The other day I found an old journal of mine. This journal is nothing like any journal I've kept recently. This one reminds me of the notebooks I kept as a child, a collection of thoughts, quotations, things I wanted to remember.
Some pages have cut-out pictures from magazines (a precursor to my life maps, maybe?); notes I want to remember, like the china pattern for my high school friend; and words that have an impact on me (another precursor, this one for Power Words).
It's that last that really spoke to me, this bit from a ten-year-old journal. "Beware" was written on a page on a line by itself. It was hard to miss. Another was "Serenity." While they didn't show up on my Power Words list last year, they're both still words that have impact for me.

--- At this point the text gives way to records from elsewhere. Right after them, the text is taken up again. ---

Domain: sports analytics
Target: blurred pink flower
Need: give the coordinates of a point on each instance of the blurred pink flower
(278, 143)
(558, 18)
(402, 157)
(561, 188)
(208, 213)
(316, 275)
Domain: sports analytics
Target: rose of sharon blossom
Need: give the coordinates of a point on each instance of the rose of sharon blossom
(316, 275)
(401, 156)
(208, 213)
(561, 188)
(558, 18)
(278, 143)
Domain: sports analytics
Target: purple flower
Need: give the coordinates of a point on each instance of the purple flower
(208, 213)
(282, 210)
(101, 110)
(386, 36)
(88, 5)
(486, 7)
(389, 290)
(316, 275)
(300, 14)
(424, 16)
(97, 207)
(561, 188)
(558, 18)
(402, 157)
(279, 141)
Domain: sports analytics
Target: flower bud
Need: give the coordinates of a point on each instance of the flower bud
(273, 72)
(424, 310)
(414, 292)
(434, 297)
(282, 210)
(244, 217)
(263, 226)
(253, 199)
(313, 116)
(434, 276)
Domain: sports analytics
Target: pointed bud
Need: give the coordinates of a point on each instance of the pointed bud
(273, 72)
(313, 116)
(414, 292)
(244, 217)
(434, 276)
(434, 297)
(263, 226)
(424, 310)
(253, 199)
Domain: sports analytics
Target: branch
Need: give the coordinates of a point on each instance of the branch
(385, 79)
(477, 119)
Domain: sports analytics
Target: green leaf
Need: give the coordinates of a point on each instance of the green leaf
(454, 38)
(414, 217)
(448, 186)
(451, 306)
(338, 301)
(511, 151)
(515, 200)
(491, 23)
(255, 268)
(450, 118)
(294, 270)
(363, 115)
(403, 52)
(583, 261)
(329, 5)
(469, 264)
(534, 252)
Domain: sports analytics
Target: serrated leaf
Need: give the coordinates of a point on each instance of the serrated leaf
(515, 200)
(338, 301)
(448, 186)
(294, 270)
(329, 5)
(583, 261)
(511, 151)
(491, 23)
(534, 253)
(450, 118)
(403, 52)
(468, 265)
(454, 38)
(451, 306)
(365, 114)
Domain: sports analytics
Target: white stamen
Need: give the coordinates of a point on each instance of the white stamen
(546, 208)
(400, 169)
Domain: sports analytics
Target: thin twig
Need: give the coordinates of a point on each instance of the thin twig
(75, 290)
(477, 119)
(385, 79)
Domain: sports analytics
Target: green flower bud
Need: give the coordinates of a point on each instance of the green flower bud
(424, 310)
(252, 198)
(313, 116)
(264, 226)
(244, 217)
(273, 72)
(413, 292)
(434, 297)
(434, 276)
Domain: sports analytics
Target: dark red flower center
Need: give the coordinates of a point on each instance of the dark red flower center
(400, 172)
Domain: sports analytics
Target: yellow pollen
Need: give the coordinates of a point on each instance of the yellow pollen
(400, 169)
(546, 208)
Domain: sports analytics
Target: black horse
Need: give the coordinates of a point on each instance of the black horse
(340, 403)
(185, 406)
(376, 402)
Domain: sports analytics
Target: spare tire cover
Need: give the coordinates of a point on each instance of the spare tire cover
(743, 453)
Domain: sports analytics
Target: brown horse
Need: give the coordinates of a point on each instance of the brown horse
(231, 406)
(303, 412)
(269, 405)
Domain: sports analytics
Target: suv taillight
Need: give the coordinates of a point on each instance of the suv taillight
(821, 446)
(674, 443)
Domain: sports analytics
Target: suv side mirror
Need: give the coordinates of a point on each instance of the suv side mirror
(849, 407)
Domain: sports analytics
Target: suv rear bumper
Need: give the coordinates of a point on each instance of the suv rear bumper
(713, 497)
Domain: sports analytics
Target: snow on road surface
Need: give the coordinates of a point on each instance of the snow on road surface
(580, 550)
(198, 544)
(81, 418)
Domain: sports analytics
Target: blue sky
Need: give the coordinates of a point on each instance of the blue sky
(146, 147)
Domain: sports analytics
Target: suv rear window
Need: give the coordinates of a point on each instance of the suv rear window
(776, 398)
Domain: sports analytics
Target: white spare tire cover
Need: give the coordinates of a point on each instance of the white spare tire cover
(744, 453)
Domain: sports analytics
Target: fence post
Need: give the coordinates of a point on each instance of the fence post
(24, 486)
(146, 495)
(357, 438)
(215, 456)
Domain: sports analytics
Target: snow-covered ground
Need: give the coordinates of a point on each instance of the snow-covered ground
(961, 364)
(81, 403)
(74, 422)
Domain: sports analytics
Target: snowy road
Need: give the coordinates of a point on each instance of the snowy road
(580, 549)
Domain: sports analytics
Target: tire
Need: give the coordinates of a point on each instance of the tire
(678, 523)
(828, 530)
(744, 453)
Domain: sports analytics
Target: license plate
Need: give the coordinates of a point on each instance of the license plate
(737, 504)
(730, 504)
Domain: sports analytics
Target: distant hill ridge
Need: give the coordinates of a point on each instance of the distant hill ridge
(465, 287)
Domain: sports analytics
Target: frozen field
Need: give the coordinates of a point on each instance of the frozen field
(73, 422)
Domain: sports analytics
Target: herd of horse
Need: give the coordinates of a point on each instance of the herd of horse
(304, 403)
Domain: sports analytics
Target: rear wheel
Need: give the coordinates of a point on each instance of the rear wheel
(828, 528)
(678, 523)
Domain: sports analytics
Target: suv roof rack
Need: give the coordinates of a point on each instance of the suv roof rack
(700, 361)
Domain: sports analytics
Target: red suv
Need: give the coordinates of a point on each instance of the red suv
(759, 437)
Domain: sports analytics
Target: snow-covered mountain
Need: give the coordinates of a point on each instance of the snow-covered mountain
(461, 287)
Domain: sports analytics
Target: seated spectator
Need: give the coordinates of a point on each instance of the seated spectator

Now that I've enjoyed looking through it (and catching a glimpse of the person I was then), I'm not sure what to do with this journal. Only a few pages were filled; many are blank. This kind of journal doesn't fit with what I write or do now. I'm not the type of person to just pick up on the next blank page and do something different. My journals have purposes. Sometimes that purpose is general, like with the journal I recently filled - a record of my growth and journey. But that's still a theme, and it doesn't fit in just any journal.
The theme of this old journal is something different from anything I do now. Maybe it will just be a record of who I was those many years ago, unfinished and incomplete. That seems fairly accurate, yes? Aren't we all unfinished and incomplete? If I take that thought further, then what does it mean that I finished a journal? It still is just a record of a point in time; it's not an epigraph; I'm not finished.